Tucked away in a quiet neighbourhood in Coimbatore, is a 3,000 sq.ft kitchen buzzing with pre-dinner activity as young chefs chop, clean, and toss food in pans. This is no ordinary restaurant kitchen but a laboratory of sorts where traditional recipes are tried out, sometimes modified, and standardised.

From Ethiopia’s injera to the Kongu region’s kambu roti, different kinds of food are being worked with by the chefs and kitchen staff at a facility created by VM Hospitality here. The chefs are helped by food critics, experts and homemakers.

The inventory at the experiment kitchen includes gongura from Hyderabad, berbere and mitmita from Ethiopia, and puran poli from Maharashtra.

The kitchen and a 20-acre supply farm are working to ensure the authenticity of cuisine at their specialty restaurants. Leafy vegetables and special varieties of chillies are grown at the farm.

The initiative is aimed at identifying region-specific traditional recipes for four brands of restaurants that specialise in Ethiopian, Parsi, south Indian and Maharashtra cuisines.

In the last two years, the company has opened seven specialty restaurants in different cities and plans to take the total number to 24 in another two years.

As part of their research to learn about the history of the cuisine, teams visited remote villages, spoke to many people and identified recipes. “We worked from 8 p.m. to midnight for a year trying out recipes, tasting and ranking them. Those who shared the recipes also spent time in this kitchen to bring out the authentic taste,” says Vikram Mohan, chairman of VM Hospitality and Pricol Group.

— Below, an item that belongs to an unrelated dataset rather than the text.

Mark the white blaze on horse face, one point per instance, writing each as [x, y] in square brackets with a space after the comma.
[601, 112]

Jemilla Ibrahim, who is from Addis Ababa, Ethiopia, will be in Coimbatore for about a month to train the chefs. “Ethiopian flavour profiles are similar to Indian. My children and I have always enjoyed Ethiopian food when we travelled overseas,” said Mr. Mohan. VM Hospitality has tied up with homemakers and groups of women who provide the restaurants with homemade eats such as pappads, thayir vadagam and chakli vadagams. The master chefs at the restaurants are from villages.


Skill development centre

The company now plans a skill development centre in Coimbatore for culinary arts. It will be a residential campus and is expected to be operational in another five months, says Mr. Mohan.

“I was always passionate about food. I wanted to get into the food business when I hit 40. So, I started travelling in my free time to study different cuisines. We picked up recipes that were adaptable and chose the places where we could serve authentic cuisine. There is heritage and history to food of a particular region. Our restaurants are like museums, showcasing the artefacts and culture of the area too. The whole world is going for specialty restaurants. My idea is to create brands,” he says.